We had to tear out the rug on mom's staircase - it was very worn & I feared she may trip. Underneath was the wood floor that's about 100 yrs old and had been covered for probably 50 years. It was very dull. I washed/scrubbed it all down with a mixture of ---- N Span and an old t-shirt. It looked pretty good after just doing this - I did have to change the water/solution a few times as it became dirty quickly. (edit - apparently part of the soap's name isn't acceptable but it's the one that comes in the orange bottle)

Then, I applied Hope's Floor Revive from Amazon. Honestly, it made the scratches less apparent but didn't provide a high-gloss shine. Granted, I only did one application so another may have made them pop. I will add though that when all was said and done, the stairs weren't slick which was one of my major concerns with applying a restorer-type of product. 

I'd probably just start with the ---- N Span and judge from there.


----------



## Elizabeth (Jun 4, 2002)

Johnson's paste wax.

I grew up in an old house in New Jersey which has wood floors. My parents had a guy come in once a month to wax and polish all of the floors in the house. He had his own machine, a buffer, maybe? that he brought with him, but you can rent one from a tool rental shop.


----------



## Maura (Jun 6, 2004)

when you do finish the floors&#8230; We used Waterlox after sanding the floors in our 62 year old house. Three coats. looks great.


----------



## krissy1008 (Jun 20, 2015)

Used to be a professional house cleaner - I don't recommend using murphys oil unless you are not going to ever use any other product on your floors some products will leave a white film on the floors depending on what all products have been used on them. I recommend washing them in vinegar and water to get rid of any previous chemical residue and then Bona floor cleaner and bona floor polish. We are currently renting an older house and I did this upon moving in and they are absolutely beautiful now.


----------



## melco (May 7, 2006)

Thanks Krissy. I will try this.


----------



## Gretchen Ann (Aug 30, 2010)

When I fixed up my parent-in-laws house, they hadn't waxed the floors in 30 years. I used the Bona floor cleaner and floor polish too. They were lovely and I didn't have to hire a professional. 

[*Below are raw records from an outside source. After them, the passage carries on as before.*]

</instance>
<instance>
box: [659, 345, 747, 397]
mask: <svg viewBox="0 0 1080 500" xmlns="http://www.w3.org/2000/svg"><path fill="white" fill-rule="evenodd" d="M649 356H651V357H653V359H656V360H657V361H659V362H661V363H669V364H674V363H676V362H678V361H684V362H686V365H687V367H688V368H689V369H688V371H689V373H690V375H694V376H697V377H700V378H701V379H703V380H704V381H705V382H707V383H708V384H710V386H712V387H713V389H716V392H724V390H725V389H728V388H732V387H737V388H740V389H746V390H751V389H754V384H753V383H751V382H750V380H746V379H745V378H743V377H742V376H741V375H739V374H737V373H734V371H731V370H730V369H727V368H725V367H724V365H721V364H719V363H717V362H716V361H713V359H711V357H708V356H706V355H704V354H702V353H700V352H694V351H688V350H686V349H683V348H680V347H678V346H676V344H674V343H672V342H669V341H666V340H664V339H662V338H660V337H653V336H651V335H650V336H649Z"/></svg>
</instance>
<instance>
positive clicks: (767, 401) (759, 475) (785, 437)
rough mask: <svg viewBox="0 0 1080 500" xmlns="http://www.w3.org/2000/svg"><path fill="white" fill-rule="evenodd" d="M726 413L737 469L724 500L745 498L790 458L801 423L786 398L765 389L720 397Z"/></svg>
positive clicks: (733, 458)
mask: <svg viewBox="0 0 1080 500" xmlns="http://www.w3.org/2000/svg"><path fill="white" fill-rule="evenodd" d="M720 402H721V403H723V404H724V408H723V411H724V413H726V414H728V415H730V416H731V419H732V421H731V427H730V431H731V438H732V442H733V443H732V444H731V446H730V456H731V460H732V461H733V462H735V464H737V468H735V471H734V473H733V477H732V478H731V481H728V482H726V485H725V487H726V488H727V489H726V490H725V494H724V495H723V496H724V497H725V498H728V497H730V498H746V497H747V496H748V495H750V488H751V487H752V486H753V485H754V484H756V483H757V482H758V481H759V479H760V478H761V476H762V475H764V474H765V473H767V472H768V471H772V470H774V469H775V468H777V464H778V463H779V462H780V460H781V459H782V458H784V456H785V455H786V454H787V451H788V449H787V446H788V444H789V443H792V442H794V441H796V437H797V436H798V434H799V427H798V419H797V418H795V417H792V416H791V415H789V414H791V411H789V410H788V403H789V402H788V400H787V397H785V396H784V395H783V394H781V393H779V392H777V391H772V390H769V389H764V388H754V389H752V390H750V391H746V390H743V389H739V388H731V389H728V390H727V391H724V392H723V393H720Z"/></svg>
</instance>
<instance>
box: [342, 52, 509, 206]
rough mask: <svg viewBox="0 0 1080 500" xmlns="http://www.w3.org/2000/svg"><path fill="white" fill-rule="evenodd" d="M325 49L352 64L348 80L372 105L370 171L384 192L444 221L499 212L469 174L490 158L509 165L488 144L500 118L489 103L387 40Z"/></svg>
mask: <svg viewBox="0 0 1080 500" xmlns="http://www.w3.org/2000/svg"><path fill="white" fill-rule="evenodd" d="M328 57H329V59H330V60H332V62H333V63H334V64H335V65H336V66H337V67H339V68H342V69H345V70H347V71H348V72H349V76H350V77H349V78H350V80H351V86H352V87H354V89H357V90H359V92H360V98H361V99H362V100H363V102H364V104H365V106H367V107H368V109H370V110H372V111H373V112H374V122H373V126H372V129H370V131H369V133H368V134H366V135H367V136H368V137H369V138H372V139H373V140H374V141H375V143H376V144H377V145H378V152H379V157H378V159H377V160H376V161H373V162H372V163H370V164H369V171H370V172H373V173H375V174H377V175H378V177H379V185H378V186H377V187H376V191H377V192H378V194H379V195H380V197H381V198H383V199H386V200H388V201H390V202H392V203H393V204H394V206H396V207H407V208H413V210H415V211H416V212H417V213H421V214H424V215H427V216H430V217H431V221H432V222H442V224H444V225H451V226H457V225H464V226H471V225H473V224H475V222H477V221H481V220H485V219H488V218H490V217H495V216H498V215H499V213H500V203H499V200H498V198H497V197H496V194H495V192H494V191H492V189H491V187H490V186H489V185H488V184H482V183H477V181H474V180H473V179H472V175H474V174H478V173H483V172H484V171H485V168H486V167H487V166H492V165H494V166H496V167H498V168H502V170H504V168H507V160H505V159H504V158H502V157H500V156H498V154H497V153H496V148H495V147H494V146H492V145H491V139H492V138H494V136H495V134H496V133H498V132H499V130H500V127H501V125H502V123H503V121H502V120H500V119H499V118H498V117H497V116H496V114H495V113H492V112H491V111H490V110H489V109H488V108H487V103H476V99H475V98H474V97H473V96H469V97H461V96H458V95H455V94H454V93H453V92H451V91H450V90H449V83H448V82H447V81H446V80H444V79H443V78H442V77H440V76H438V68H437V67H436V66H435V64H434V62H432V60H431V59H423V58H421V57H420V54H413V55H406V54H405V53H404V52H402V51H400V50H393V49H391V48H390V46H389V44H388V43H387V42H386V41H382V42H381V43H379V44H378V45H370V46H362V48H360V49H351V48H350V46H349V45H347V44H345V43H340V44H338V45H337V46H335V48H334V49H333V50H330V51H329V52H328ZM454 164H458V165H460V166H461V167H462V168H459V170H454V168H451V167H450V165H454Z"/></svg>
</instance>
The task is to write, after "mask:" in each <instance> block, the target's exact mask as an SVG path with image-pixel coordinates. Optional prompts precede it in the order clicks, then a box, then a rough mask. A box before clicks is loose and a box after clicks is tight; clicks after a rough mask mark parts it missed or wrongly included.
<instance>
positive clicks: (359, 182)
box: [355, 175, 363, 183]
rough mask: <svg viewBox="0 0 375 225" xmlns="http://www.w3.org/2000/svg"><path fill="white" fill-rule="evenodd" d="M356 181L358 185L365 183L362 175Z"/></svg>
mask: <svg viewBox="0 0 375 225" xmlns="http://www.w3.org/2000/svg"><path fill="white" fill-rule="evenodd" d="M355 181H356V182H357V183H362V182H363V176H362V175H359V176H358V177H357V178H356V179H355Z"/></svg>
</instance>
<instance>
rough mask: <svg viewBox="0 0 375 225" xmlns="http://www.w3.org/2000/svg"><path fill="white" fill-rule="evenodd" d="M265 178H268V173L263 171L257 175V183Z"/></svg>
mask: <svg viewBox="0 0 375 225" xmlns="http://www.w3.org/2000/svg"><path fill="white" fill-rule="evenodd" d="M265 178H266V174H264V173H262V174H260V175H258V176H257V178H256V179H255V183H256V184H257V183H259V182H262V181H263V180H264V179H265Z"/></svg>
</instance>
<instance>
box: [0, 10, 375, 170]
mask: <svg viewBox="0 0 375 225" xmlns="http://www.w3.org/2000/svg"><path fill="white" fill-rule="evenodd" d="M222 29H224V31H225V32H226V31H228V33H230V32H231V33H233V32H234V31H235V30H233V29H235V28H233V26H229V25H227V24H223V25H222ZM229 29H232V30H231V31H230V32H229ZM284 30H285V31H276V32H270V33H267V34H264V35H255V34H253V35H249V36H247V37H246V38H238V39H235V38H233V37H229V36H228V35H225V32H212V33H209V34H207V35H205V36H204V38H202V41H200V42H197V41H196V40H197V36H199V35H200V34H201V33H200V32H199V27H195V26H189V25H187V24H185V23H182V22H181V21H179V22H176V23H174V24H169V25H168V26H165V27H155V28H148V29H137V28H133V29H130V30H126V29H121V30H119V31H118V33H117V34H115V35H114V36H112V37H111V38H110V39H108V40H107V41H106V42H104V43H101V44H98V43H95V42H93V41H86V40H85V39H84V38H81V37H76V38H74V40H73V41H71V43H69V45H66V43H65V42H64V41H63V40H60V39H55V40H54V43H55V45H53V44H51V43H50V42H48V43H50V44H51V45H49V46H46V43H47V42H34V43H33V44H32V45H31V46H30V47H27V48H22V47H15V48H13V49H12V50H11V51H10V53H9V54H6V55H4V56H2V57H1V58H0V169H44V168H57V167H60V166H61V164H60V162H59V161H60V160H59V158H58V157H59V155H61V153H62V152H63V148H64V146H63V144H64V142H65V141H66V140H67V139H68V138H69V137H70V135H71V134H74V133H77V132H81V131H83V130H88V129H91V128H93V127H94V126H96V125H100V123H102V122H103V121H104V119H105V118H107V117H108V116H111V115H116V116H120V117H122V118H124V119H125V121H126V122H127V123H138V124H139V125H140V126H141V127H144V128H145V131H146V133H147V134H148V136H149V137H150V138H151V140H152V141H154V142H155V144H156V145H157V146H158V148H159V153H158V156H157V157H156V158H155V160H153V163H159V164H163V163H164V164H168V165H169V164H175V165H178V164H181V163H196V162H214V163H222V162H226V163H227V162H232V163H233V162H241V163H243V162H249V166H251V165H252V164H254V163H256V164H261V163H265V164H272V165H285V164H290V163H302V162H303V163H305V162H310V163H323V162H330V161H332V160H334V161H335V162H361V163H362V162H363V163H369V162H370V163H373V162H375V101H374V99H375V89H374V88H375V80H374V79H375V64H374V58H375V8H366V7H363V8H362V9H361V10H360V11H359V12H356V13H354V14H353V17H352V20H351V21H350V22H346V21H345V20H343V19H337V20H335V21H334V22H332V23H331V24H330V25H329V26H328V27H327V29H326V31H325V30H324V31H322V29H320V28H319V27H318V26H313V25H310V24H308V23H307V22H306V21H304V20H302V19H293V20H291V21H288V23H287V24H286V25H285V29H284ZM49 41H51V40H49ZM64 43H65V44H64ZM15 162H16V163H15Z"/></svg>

Make sure you let them dry entirely before walking on them.


----------



## Werforpsu (Aug 8, 2013)

Our floors aren't very old (about 13 years) but they weren't put in by us and I don't have any idea how to care for them. 
They appear to be a high gloss oak with polyurethane on them but after being abused for 10+ years, they have gouges in them and some dark spots. I am unsure if I should do anything for them or just wash them. 
Any hints would be helpful.:ashamed:


----------



## beenaround (Mar 2, 2015)

I have a first coat before finishing wood that I use that should be good while not making refinishing a chore. I mix 3 parts Danish oil and 1 part polyurethane and rub it in. Can be brushed or rolled on, let sit and then wiped off. Seals the wood but doesn't produce a shell/surface.


----------